The waves were, as waves do, coming one after another, breaking big and fast, and sometimes I wouldn't be able to come up for air in between them and stay down, gripping the ocean floor, while the water churned above me. I hadn't yet gotten on my board. These were, I guess, "bad" waves.

But every time I came up, Sergio was there, encouraging me, and we made our way out past one of the breaking points and I got up on my board—or, rather, I got down on it, and into position, to paddle and try and stand. This is where I had a few moments to think, just long enough, in fact, to realize how completely I hadn't been thinking until then, how everything I'd been doing had just been reacting; how every part of my body suddenly felt important, how surfing was a thing that could make you feel whole. Part of the reason, of course, I was able to let go of thinking, let go of my fear, was because I had someone there with me, looking out for me, telling me when to dive, helping steer the nose of my board. A good surfer is using their brain as much as they are using their body, but for me, whose life often feels like one long series of analyses, this was an opportunity to let go of some of that type of thinking, and embrace the barbarism of feeling, and of fear. 

"This is your wave!" Sergio said to me. "Paddle!"

And so I did. I'd like to say I stood up. I'd like to say I rode it in toward the shore, that I was triumphant in the water. But no sooner had I stopped paddling and grabbed the rails, attempting to rise in one smooth motion, it became obvious that I'd been too slow. The wave crashed over me, and I flipped under my board—"Dive!"—and reached for the bottom of the ocean floor, kicking downward. Only, I wasn't able to find it, to feel it; I was yanked backward by a receding wave and tried now to kick up toward the surface. Only I couldn't find that either, because another wave crashed down. I stayed still for what was probably a second but felt like a year. I felt the different pulls of the ocean. I steadied myself, and I found the ground with my feet, and pushed off, breaking through to the surface, and gasping for breath.

"You okay?" Sergio asked.

And I was. My heart was pounding and my body was thrumming with adrenaline, but I was okay. I felt like a kid. I felt free. I just felt.

"Duck dive!"

And I dove again, into the blue-green face of a wave. This time, when I came up, I was still feeling things. I felt depleted.

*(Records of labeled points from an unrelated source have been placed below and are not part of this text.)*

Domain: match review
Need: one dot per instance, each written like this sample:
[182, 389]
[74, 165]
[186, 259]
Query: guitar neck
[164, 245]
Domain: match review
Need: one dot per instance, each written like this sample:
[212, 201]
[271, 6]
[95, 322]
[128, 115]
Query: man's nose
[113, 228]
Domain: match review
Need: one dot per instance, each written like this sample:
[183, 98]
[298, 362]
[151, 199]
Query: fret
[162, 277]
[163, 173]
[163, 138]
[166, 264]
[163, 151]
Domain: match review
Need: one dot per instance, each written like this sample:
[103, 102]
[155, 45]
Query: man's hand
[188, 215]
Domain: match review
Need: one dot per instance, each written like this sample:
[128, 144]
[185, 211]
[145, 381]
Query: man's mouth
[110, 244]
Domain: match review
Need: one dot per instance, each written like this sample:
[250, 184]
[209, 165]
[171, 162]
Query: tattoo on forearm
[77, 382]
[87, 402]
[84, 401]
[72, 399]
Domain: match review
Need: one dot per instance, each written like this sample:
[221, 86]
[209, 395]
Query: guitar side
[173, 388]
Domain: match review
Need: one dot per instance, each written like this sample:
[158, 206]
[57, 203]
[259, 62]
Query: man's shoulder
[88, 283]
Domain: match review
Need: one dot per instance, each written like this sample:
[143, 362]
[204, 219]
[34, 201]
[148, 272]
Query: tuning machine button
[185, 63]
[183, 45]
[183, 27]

"I want to go back," I told Sergio.

And so I went back to the beach, and lay on the sand, marveling at this perfect place, where nature meets, okay, commerce, yes, and where the days are definitely less barbarian than they are bohemian (and bourgeois bohemian, at that), but where those sometimes jarring juxtapositions can feel like they're melting away when you're out in the water, and there's nothing to do but think about being out in the water, where a capricious wave or God or both can knock you under and pull you down and have you thanking it, blessing it, for allowing you to come back up and do the whole thing over again. 

***

That night, we walked to the beach and saw the sunset. This part of Mexico is famous for its sunset. If you could buy a sunset, this is the kind that would cost a million dollars. This sunset is so beautiful it's a joke, and what's the point of describing a joke? You only ruin a joke by describing it. Especially when its punchline is: You turn around and see a double rainbow arcing across a silver blue sky, pinned in place by lissome palm trees. And just like there was more than one rainbow, there was more than one punchline. The other punchline: This once-in-a-lifetime sunset, it's going to be here tomorrow night. And you'd probably see it the night after, and the night after that, if only you were able to stay for a little longer in paradise, if you could only afford it.